Tecnologia e humanização se unem como diferenciais do BTG
Além de oferecer um ecossistema completo na jornada financeira, quais outros diferenciais o banco traz em relação aos concorrentes no mundo de RH?
- Tecnologia e eficiência
Escabin menciona conversar com empresas que se mostram fidelizadas a marcas específicas de serviços para RH, e que questionam por que deveriam migrar para o BTG. A elas, indaga: quanto o seu processo atual custa?
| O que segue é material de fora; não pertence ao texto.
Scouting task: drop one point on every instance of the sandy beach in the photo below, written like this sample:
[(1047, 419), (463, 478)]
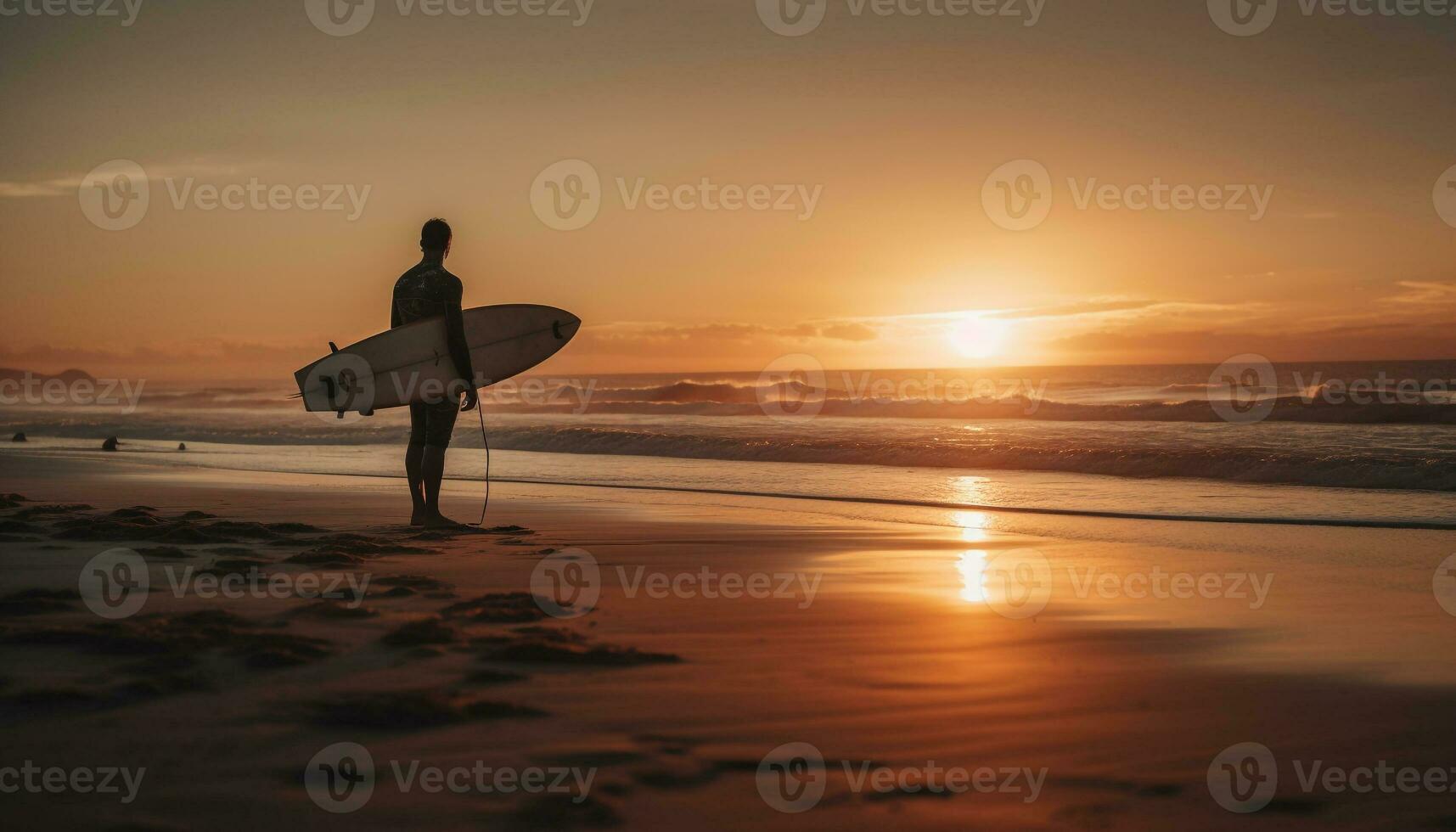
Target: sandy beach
[(724, 628)]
“Os investimentos que fizemos em tecnologia nos colocam muito à frente da concorrência, em todos os produtos que trazemos. Tem muita gente no mercado que vende tecnologia, mas não entrega. Quanto custa emitir um faturamento, um pagamento de boleto, e ter um cuidado com isso de maneira segregada? Eu imagino que isso custe tempo, risco operacional e, bem ou mal, custa dinheiro. Então, tentamos colocar uma proposta de eficiência para todos os envolvidos.”
- Atendimento humanizado
Apesar do alto investimento em tecnologia – e sua relevância para o negócio –, Escabin faz questão de frisar o atendimento humanizado do banco aos clientes, em tempos de inteligência artificial.
“O BTG é uma marca que se relaciona com pessoas. Sempre que um cliente ou colaborador entra em contato com o banco, ele vai falar com um ser humano. Não vai falar com um chatbot ou uma IA: sempre vai falar com uma pessoa. E isso nos diferencia no mercado. Conseguimos mostrar para uma empresa que teremos o cuidado e o carinho de tratar aquele problema ou ajudar aquele colaborador.”
‘Sobriedade’ da marca BTG Pactual contribui para o fomento das iniciativas
Mesmo sendo uma frente diferente das que tornaram o BTG Pactual conhecido no mercado, o banco optou por não diferenciá-la através de uma submarca.
Desta forma, o nome do maior Banco de Investimentos da América Latina, que já possui um peso próprio, contribua para a identificação dos clientes em potencial.
“A sobriedade da nossa marca, o cuidado no nosso atendimento e a nossa forma de resolver problemas ou atender os nossos clientes, estão, acima de tudo, preservados”, conclui.